In a similar vein, today’s market activity, economic news, and financial stories felt like one of those “leftover” dinners. There is still plenty of juice in the meat, but we have already seen some of these items. Let me put some ketchup, A-1, black pepper, and worcestershire out here to spice things up.
The stock market on Thursday totally reversed Wednesday’s upward move. Does that mean investors are discounting the concept of Bank Transition that we discussed the other day? Not at all. In fact, I still have “reason for optimism” because an entity like Bank Transition is critically important to rebuilding the financial foundation of our country. If anybody wants to reread that piece, though, don’t overlook the fact that I said we will still experience serious economic pain for an extended period. That said, if we want to come out on the other side of this, sooner rather than later and in better shape, we need Bank Transition. Hopefully, readers can understand the context of my writing. I am not a day trader. I still think we will likely see the lows seen on November 20th. The mere fact that Bank Transition will likely be launched gives me reason for optimism. I hope that clarifies things. If not, please don’t be bashful.
The best performing sectors of the market on Thursday were focused on renewable energy and gold. The worst performing sectors were in recreational products and real estate services.
The longer maturities within the government bond market continued to sell off hard. The 10-year government bond is now back to near 2.9%, while the 30-year government bond is near 3.6%. Each of these rates is up approximately 1% in the last 3 weeks. Why?? Massive deficit spending and the resulting enormous government demand for money, both here and around the world. This demand will likely drive these rates even higher and “crowd out” private borrowers thus keeping corporate, consumer, and municipal rates at elevated levels, as well.
A loyal reader shared a piece with us yesterday on the consternation within the Chinese investment community over the financial issues within our country and the resulting underperformance of Chinese investments in our markets. This consternation caused the Chinese to sell a fair amount of assets and move into lower yielding Treasury securities. The Chinese economic minister speaking at the World Economic Forum in Davos, Switzerland was not overly enthused about our new Treasury Secretary taking them to task about the value of the Chinese yuan. This “dilemma” continues to evolve. We’ll be watching and we thank our reader for sharing that article.
Mr. Soros commented that the Euro may not survive without a global plan for dealing with toxic debt. This is the same financier who has made massive bets across a wide array of markets over the course of his career and then proceeded to talk his position. Not that many financiers do not do the exact same thing, but prior to any news source asking him his opinion, they should ask him his “financial position” so that his opinion can be taken with the pound of salt it deserves.

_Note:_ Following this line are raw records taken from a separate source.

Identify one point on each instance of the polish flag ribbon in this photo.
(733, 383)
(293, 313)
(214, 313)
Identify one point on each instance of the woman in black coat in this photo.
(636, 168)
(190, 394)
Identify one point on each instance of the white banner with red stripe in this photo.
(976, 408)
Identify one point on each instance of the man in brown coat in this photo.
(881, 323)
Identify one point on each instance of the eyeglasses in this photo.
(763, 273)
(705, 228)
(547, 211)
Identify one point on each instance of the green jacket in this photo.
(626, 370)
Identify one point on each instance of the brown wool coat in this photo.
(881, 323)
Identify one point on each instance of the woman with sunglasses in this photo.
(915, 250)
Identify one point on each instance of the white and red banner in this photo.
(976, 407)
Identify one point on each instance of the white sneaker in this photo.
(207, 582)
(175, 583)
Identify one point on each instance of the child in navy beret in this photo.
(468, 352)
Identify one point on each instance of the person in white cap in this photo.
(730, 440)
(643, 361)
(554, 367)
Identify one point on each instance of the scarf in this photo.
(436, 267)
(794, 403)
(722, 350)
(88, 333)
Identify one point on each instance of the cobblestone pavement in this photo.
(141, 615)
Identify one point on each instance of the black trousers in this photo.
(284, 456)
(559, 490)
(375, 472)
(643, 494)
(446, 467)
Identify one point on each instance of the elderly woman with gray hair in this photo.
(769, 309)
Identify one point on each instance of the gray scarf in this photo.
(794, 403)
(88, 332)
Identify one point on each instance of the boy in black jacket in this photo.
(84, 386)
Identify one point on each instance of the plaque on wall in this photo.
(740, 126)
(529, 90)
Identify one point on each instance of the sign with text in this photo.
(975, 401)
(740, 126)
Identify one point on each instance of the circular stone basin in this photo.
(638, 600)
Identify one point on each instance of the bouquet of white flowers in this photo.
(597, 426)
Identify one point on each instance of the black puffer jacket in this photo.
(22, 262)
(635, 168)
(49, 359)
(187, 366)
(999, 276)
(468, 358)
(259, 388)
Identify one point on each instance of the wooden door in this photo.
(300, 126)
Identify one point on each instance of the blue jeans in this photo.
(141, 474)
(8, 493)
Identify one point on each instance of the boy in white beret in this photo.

President Obama called Wall Street bonuses recently paid out “shameful.” Congressman Christopher Dodd indicated that he is looking for every legal means to reclaim bankers’ bonuses. I will grant you that the manner in which certain firms and certain executives have handled bonus payments is shameful. However, for both President Obama and Congressman Dodd to issue blanket statements like that is the height of pandering.
Let me remind both of them that certain firms did not want government money but were compelled to take it. Let me also remind them that they were the two single greatest recipients of money from Freddie and Fannie. Yes, the same Freddie and Fannie that have come back for more and more money as their mortgage portfolios sink deeper into oblivion because their colleague Barney Frank wanted to “roll the dice.” Let me also remind Mr. Dodd that he STILL owes the American public an answer about the VIP mortgage he received from Countrywide under the “friends of Angelo” program. Please keep the pandering to a minimum and be honest with the American public on those issues. In doing so, perhaps some greater credibility may be gained.
As President Obama said in his inaugural speech, those who handle the public’s money “will be held to account.”